A Scalable Cross-Platform Infrastructure for Application Performance Tuning Using Hardware Counters 使用硬件计数器进行应用程序性能调优的可伸缩跨平台基础设施

ACM/IEEE SC 2000 Conference (SC'00)

Pub Date : 2000-11-01 DOI: 10.1109/SC.2000.10029

S. Browne, J. Dongarra, N. Garner, K. London, P. Mucci

The purpose of the PAPI project is to specify a standard API for accessing hardware performance counters available on most modern microprocessors. These counters exist as a small set of registers that count "events", which are occurrences of specific signals and states related to the processor's function. Monitoring these events facilitates correlation between the structure of source/object code and the efficiency of the mapping of that code to the underlying architecture. This correlation has a variety of uses in performance analysis and tuning. The PAPI project has proposed a standard set of hardware events and a standard cross-platform library interface to the underlying counter hardware. The PAPI library has been or is in the process of being implemented on all major HPC platforms. The PAPI project is developing end-user tools for dynamically selecting and displaying hardware counter performance data. PAPI support is also being incorporated into a number of third-party tools.

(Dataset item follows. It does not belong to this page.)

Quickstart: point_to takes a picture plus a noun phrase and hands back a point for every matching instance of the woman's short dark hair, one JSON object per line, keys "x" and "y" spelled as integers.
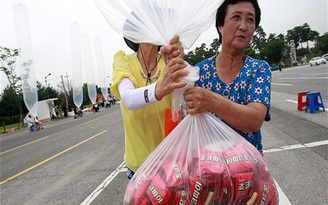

PAPI项目的目的是指定一个标准API，用于访问大多数现代微处理器上可用的硬件性能计数器。这些计数器作为一小组寄存器存在，用于计数“事件”，这些事件是与处理器功能相关的特定信号和状态的出现。监视这些事件有助于源/目标代码的结构与将代码映射到底层体系结构的效率之间的关联。这种相关性在性能分析和调优中有多种用途。PAPI项目提出了一组标准的硬件事件和一个标准的跨平台库接口，用于底层计数器硬件。PAPI库已经或正在所有主要的HPC平台上实现。PAPI项目正在开发用于动态选择和显示硬件计数器性能数据的终端用户工具。PAPI支持也被纳入到许多第三方工具中。

引用次数: 253

The MicroGrid: a Scientific Tool for Modeling Computational Grids 微电网:模拟计算网格的科学工具

ACM/IEEE SC 2000 Conference (SC'00)

Pub Date : 2000-11-01 DOI: 10.1155/2000/481921

H. Song, Xianan Liu, D. Jakobsen, Ranjita Bhagwan, Xingbin Zhang, K. Taura, A. Chien

The complexity and dynamic nature of the Internet (and the emerging Computational Grid) demand that middleware and applications adapt to the changes in configuration and availability of resources. However, to the best of our knowledge there are no simulation tools which support systematic exploration of dynamic Grid software (or Grid resource) behavior. We describe our vision and initial efforts to build tools to meet these needs. Our MicroGrid simulation tools enable Globus applications to be run in arbitrary virtual grid resource environments, enabling broad experimentation. We describe the design of these tools, and their validation on micro- benchmarks, the NA parallel benchmarks, and an entire Grid application. These validation experiments show that the MicroGrid can match actual experiments within a few percent (2% to 4%).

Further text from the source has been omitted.